And it means you cannot be trusted to make decisions that are in your town’s best interest — and you likely are making some of those moves because they benefit YOUR self-interest.
Such is obviously the case in Pikeville.
Something is wrong with how Mayor Garrett Johnston and his fellow members of the town board — as they currently stand, which is small in number — are deciding for the hundreds and hundreds of people who live in Pikeville how their government will be administered.
He is defying the Local Government Commission’s instructions — the conditions upon which Pikeville has been allowed to take back its own reins after a financial and administrative disaster several years ago.
He is shutting down anyone who has concerns or questions about what he is doing — and he is making sure that he has the “yes” votes (and “yes” men) he needs to get his way.
And all of this is happening with a veil of secrecy and lack of transparency that suggests that the community might not have any idea what is really going on.
We aren’t the only ones who think this is reason for alarm.
Government experts, people who study this kind of stuff for a living, say that when you see this kind of behavior, and you have a politician who decides that just because he or she has been elected to a post he or she is now a God-like, all-powerful, allknowing and not-to-be-questioned expert on running a town — or other public body — you have a potential four-alarm fire.
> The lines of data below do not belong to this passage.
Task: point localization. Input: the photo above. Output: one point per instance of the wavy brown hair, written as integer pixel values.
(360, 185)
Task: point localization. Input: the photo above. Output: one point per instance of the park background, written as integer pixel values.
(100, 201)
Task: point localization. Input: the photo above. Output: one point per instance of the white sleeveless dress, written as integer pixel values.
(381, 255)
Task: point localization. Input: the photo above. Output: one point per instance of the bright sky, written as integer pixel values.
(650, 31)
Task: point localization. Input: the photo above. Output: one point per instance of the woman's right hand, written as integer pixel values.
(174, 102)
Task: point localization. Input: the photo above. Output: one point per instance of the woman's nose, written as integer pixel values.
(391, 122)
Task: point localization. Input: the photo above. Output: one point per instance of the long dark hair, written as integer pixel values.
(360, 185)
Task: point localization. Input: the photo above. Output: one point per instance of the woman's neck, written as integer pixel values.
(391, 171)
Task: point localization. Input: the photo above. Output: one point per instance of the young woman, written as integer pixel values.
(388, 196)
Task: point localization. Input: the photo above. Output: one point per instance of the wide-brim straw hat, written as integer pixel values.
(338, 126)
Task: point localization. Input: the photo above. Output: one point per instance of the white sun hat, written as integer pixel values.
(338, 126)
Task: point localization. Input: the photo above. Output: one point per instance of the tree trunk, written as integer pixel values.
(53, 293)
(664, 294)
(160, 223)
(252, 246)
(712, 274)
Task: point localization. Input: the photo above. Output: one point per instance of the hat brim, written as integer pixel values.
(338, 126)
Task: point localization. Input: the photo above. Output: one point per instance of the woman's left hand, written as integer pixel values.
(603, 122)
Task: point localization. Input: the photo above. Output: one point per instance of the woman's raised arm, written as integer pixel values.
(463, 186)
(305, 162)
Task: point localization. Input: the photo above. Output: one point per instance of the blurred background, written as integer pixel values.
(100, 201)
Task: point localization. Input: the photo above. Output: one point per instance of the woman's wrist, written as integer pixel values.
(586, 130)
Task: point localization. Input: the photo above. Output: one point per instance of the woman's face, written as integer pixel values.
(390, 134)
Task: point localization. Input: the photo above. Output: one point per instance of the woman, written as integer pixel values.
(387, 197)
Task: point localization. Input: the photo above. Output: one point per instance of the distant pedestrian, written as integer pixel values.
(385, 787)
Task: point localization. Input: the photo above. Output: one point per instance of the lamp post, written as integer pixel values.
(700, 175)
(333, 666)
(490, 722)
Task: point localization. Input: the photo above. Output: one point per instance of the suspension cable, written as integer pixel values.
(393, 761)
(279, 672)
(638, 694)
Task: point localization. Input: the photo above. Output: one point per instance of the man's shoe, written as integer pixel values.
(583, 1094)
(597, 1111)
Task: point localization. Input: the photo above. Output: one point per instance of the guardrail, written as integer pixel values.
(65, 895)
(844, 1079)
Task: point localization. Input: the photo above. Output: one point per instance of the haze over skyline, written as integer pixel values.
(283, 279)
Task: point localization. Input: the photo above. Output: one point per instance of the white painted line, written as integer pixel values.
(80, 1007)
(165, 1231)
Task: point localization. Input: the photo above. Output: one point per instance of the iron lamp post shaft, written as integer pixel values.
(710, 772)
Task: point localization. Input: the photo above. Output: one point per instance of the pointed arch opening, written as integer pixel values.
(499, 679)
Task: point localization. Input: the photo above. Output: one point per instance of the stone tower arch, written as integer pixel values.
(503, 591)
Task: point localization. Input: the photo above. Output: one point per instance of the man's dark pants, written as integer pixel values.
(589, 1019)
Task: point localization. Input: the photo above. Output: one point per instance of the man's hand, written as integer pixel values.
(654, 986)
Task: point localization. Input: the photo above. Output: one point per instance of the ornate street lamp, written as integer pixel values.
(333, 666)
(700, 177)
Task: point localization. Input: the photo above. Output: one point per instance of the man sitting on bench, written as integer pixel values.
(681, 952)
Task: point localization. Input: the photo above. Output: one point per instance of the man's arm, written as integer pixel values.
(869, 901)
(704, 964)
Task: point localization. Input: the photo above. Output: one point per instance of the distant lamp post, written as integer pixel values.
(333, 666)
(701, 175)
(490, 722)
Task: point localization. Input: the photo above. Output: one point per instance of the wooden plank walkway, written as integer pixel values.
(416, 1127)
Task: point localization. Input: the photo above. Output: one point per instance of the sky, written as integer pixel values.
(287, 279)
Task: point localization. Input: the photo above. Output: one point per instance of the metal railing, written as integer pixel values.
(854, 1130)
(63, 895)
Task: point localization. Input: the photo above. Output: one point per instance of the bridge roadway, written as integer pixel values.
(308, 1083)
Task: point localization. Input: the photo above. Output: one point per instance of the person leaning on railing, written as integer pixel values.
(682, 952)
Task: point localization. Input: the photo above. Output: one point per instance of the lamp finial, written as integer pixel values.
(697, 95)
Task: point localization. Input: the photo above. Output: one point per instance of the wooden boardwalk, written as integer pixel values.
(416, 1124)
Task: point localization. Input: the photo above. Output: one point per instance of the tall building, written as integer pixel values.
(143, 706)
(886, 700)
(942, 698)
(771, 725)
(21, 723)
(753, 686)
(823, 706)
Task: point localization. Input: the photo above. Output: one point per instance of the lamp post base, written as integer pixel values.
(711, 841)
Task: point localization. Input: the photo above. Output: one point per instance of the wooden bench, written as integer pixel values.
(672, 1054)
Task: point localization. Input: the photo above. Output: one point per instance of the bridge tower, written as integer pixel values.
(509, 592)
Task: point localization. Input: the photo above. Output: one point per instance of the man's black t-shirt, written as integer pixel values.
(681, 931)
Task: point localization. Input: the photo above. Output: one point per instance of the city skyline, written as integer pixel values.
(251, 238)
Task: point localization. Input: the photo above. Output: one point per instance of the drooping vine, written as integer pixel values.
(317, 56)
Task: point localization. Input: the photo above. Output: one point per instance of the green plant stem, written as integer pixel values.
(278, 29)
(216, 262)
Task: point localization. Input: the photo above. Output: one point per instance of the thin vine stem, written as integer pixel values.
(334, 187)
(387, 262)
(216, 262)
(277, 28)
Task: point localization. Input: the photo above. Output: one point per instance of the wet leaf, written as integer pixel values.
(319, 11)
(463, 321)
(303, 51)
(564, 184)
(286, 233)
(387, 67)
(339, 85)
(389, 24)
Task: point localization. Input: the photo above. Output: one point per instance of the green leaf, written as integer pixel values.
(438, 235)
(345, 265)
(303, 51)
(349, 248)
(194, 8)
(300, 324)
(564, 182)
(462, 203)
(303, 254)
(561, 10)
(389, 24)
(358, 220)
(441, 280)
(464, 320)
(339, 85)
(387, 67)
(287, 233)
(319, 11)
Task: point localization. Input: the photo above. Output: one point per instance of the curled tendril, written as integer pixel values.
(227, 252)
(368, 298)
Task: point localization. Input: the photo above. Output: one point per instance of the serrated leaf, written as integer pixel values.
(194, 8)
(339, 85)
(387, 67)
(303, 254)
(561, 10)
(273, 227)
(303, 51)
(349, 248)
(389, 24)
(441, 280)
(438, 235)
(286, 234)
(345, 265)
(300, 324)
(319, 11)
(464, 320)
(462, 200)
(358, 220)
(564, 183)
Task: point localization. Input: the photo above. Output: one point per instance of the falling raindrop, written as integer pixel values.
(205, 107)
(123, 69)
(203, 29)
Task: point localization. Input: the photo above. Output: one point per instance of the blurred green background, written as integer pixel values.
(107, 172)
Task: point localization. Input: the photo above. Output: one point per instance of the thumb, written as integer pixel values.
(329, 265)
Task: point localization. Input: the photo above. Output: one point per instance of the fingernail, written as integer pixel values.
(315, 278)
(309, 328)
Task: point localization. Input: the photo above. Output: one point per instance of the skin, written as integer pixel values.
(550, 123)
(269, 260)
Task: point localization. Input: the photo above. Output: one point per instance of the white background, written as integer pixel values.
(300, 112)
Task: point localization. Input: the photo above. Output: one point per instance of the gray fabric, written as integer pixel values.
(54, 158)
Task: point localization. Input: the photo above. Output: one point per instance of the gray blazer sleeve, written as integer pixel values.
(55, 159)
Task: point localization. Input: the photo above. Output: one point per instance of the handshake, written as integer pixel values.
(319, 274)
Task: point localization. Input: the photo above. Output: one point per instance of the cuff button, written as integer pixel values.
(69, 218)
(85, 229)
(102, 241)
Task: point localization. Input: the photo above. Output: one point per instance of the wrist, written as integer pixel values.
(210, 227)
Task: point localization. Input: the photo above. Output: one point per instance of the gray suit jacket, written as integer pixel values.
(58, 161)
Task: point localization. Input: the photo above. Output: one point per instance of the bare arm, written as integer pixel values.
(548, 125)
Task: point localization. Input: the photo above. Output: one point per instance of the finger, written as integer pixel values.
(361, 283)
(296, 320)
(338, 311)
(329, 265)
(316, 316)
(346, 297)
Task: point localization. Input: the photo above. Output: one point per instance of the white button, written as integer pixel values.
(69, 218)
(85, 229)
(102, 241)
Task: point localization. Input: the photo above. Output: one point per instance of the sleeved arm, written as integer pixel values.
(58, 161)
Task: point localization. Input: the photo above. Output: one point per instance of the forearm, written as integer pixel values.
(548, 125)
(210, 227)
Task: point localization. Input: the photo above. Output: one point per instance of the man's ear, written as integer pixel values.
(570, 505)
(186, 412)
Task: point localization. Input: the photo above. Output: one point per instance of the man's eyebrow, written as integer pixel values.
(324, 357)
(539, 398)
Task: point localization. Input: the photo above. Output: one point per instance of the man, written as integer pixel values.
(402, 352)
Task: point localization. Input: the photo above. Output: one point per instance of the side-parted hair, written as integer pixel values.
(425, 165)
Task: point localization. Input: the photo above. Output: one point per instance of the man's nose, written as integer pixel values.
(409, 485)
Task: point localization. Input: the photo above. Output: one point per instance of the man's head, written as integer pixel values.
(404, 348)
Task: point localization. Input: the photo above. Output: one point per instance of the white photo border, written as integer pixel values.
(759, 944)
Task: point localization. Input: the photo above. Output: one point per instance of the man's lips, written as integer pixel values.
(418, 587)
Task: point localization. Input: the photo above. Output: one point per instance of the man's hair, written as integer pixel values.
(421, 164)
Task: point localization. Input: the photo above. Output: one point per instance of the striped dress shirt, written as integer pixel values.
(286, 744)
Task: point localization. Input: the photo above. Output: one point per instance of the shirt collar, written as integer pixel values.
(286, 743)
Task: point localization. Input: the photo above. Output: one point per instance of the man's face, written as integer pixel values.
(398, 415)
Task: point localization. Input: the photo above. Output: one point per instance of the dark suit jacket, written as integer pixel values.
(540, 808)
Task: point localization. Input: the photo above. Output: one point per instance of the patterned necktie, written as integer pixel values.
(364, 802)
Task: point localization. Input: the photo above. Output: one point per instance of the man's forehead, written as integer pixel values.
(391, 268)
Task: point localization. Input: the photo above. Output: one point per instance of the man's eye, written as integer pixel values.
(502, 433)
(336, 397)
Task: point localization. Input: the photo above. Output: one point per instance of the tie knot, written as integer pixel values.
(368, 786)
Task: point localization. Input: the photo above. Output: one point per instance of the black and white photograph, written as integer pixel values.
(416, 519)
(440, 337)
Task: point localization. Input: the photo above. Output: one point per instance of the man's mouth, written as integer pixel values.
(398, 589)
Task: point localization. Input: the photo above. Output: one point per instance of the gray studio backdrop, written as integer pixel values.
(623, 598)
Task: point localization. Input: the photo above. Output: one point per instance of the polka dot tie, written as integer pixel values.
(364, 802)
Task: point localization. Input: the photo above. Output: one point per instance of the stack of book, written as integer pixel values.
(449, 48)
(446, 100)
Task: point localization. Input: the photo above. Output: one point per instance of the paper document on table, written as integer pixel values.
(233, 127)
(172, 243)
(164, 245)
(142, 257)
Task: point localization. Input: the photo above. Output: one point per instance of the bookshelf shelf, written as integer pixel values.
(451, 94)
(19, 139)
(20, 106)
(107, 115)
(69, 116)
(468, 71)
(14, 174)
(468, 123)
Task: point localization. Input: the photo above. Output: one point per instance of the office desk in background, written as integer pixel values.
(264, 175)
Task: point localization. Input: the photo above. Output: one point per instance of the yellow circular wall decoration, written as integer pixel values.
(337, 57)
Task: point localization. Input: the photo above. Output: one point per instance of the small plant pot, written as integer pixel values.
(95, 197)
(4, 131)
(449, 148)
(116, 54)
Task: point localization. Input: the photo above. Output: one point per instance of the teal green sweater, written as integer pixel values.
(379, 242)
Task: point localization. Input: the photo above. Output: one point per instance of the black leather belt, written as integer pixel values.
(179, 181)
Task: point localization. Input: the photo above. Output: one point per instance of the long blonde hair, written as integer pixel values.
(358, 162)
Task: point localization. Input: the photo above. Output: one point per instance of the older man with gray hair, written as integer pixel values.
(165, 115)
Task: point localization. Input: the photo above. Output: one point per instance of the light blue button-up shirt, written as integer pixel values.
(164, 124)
State Treasurer Dale Folwell is concerned, too, and is keeping a close eye on what is going on in Pikeville. After all, he has seen this sort of behavior in other communities that were on the same path to destruction.
So, all of those alarms, a community that is raising concerns, empty board seats, no plans for a special election, and a mayor who seems to think he doesn’t need to answer to anyone about decisions he is making, and we think it is time to point out the obvious.
This is what happens when a community sits back and doesn’t pay attention to whom they put in office to care for the future of their town.
We get it. We are all busy.
We get this, too: The state of the world and nation right now has many of us wanting to hide under our beds and just worry about our own families and businesses.
But we can’t. And this is exactly why. There are too many examples of this in Wayne County right now. There are people who seem to think that just because a handful of voters put them in office that they are endowed with some kind of magical anointment and special insight that the rest of us — the “uneducated and unenlightened” taxpayers who pay the bills — simply don’t have.
And we have seen several really catastrophic mistakes happen because these people have been left in power.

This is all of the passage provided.